'A stunning discovery': Saturn's moon Enceladus holds a key ingredient for life
Ariana Bindman, SFGATE June 15, 2023
An artist's interpretation of jets of water venting from the surface of Saturn's moon Enceladus.
An artist's interpretation of jets of water venting from the surface of Saturn's moon Enceladus. MARK GARLICK/SPL/Getty Images/Science Photo Library
A crucial building block for life has been found in one of the galaxy’s most unlikely places.
According to a recent study published on June 14 in the journal Nature, Enceladus — an icy moon orbiting Saturn — might contain an ocean full of phosphorus, an element that has never been detected on other planets before. The international team of researchers who spearheaded the paper used Cassini’s Cosmic Dust Analyzer, or CDA, to study Enceladus’ ice particles that drifted into Saturn’s luminous “E ring.”
At first, the team’s geochemical modeling indicated that phosphate might be scarce, but more recent tests revealed that phosphate concentrations could be “at least 100-fold higher in the moon’s plume-forming ocean waters than in Earth’s oceans,” the study read. According to NASA, phosphorus is essential to our DNA and is often found in bones, cell membranes and plankton. The presence of this element also indicates that Enceladus might not be the only icy world harboring the potential to create life.
“High phosphate concentrations are a result of interactions between carbonate-rich liquid water and rocky minerals on Enceladus’ ocean floor and may also occur on a number of other ocean worlds,” Southwest Research Institute planetary scientist and geochemist Christopher Glein told NASA. “This key ingredient could be abundant enough to potentially support life in Enceladus’ ocean; this is a stunning discovery for astrobiology.”
For years, scientists have been mystified by this moon.
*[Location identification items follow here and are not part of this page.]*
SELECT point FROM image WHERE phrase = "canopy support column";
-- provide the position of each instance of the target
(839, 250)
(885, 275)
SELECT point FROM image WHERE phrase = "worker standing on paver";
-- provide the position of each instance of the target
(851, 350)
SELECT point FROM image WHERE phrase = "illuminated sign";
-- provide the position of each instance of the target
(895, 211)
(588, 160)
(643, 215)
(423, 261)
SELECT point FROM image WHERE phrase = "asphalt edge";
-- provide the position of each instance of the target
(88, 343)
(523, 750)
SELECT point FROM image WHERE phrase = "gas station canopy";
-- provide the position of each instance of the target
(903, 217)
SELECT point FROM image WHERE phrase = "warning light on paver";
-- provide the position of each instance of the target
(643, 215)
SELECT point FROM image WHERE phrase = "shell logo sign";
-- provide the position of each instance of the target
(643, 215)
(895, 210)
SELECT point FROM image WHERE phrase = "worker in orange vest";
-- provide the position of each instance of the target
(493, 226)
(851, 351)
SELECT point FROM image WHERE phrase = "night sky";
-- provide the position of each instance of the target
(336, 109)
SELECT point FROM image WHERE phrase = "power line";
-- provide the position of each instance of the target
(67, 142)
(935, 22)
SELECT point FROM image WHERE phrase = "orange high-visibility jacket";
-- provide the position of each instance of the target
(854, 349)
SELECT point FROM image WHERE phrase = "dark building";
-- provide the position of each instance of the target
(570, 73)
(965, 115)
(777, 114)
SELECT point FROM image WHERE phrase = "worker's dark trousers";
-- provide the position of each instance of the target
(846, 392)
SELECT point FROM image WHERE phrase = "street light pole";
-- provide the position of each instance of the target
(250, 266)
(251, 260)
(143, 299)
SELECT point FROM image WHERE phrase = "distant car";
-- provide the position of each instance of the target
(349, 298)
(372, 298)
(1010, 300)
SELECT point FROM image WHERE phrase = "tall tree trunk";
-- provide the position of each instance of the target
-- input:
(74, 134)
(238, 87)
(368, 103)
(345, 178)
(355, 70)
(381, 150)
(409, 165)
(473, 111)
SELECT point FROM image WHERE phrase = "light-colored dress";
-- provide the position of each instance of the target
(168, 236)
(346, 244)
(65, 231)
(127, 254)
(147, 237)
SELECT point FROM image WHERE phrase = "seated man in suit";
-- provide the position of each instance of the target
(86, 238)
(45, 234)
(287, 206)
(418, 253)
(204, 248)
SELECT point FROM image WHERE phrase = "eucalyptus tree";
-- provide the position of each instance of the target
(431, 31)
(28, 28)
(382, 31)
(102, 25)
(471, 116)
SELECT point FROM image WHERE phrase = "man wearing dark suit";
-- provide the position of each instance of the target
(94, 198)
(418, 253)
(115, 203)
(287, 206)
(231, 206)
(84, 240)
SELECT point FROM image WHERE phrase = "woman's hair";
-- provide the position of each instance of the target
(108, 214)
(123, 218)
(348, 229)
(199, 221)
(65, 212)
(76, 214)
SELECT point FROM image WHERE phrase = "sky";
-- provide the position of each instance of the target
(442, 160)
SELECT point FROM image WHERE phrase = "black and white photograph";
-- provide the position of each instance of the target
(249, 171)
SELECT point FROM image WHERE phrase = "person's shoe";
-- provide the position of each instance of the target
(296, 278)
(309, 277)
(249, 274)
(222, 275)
In 2015, CDA researchers discovered that Enceladus produced a plume of water and spewed silica-rich rocks, suggesting that they came from a region with “hydrothermal activity.”
Regardless, scientists are still trying to understand what, exactly, this new discovery means.
“Having the ingredients is necessary, but they may not be sufficient for an extraterrestrial environment to host life,” Glein continued. “Whether life could have originated in Enceladus’ ocean remains an open question.”